Pendant longtemps, les scientifiques ont pensé que cela ne pouvait pas fonctionner. En théorie, lorsqu’un conducteur traverse un champ magnétique, les électrons qu’il contient se réorganisent pour annuler toute tension générée, rendant impossible la capture d’électricité. Mais les chercheurs, dirigés par Christopher Chyba, avec Kevin Hand et Thomas Chyba, ont exploré une question : et si cette annulation pouvait être évitée? Leur expérience a cherché à vérifier cette hypothèse.
Une expérience minutieusement conçue
Pour tester leur idée, l’équipe a construit un dispositif particulier : un cylindre creux de 30 centimètres de long et 2 centimètres de large, fabriqué en ferrite de manganèse-zinc, un matériau à faible conductivité et capable de bloquer les champs magnétiques. Le cylindre a été orienté à un angle précis de 57 degrés, perpendiculaire à la fois à la rotation de la Terre et à son champ magnétique. Des électrodes placées aux extrémités du cylindre ont mesuré toute tension produite. Pour éviter toute interférence, l’expérience s’est déroulée dans l’obscurité totale et les chercheurs ont contrôlé des facteurs comme les variations de température.
Les résultats ont été surprenants : une tension de 18 microvolts, soit un millionième de volt, a été détectée.

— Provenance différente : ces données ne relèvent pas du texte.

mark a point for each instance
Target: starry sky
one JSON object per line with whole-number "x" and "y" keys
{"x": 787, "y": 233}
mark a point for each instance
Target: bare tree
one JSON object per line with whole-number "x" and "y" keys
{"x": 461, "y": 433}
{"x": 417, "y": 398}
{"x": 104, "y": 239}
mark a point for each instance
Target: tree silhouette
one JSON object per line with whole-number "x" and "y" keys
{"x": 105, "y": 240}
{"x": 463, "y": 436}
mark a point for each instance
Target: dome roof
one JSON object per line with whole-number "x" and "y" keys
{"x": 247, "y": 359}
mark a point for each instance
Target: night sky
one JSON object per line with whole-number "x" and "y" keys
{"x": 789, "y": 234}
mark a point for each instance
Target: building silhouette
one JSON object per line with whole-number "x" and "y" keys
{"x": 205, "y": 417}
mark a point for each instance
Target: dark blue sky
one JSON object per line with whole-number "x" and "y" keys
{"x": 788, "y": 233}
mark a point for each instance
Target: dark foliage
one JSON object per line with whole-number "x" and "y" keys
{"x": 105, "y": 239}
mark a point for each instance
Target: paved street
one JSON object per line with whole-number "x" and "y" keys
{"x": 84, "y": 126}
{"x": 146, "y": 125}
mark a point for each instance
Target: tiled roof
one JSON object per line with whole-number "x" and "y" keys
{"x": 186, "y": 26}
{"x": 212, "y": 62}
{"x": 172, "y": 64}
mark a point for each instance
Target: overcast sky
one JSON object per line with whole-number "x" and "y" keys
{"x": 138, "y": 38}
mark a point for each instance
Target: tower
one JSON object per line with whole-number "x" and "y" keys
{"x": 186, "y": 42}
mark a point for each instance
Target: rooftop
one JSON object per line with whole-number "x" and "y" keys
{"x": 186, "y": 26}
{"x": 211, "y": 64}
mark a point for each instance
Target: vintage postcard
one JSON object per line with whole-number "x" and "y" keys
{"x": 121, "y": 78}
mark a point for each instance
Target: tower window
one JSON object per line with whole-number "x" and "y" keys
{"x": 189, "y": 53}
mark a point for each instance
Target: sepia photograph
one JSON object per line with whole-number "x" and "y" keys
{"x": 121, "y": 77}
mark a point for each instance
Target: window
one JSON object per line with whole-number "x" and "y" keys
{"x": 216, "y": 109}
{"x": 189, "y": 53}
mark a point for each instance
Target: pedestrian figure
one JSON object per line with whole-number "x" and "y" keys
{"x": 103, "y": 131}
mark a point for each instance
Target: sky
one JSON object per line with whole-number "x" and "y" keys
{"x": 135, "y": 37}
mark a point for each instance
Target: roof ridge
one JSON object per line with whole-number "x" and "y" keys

En modifiant l’orientation du cylindre ou en utilisant d’autres matériaux, cette tension disparaissait, confirmant que l’électricité provenait bien de l’interaction entre la rotation terrestre et son champ magnétique. Comme l’explique Christopher Chyba, cette énergie provient de l’énergie rotationnelle de la Terre, une ressource réelle et non une illusion.
Une découverte prometteuse, mais encore limitée
Produire 18 microvolts est loin de suffire pour alimenter un appareil, mais cette expérience est une première étape importante. Elle prouve qu’une idée considérée comme irréalisable est en réalité possible. Cela pourrait ouvrir la porte à une nouvelle source d’énergie renouvelable, fonctionnant jour et nuit, indépendamment des conditions météorologiques, contrairement aux énergies solaire ou éolienne.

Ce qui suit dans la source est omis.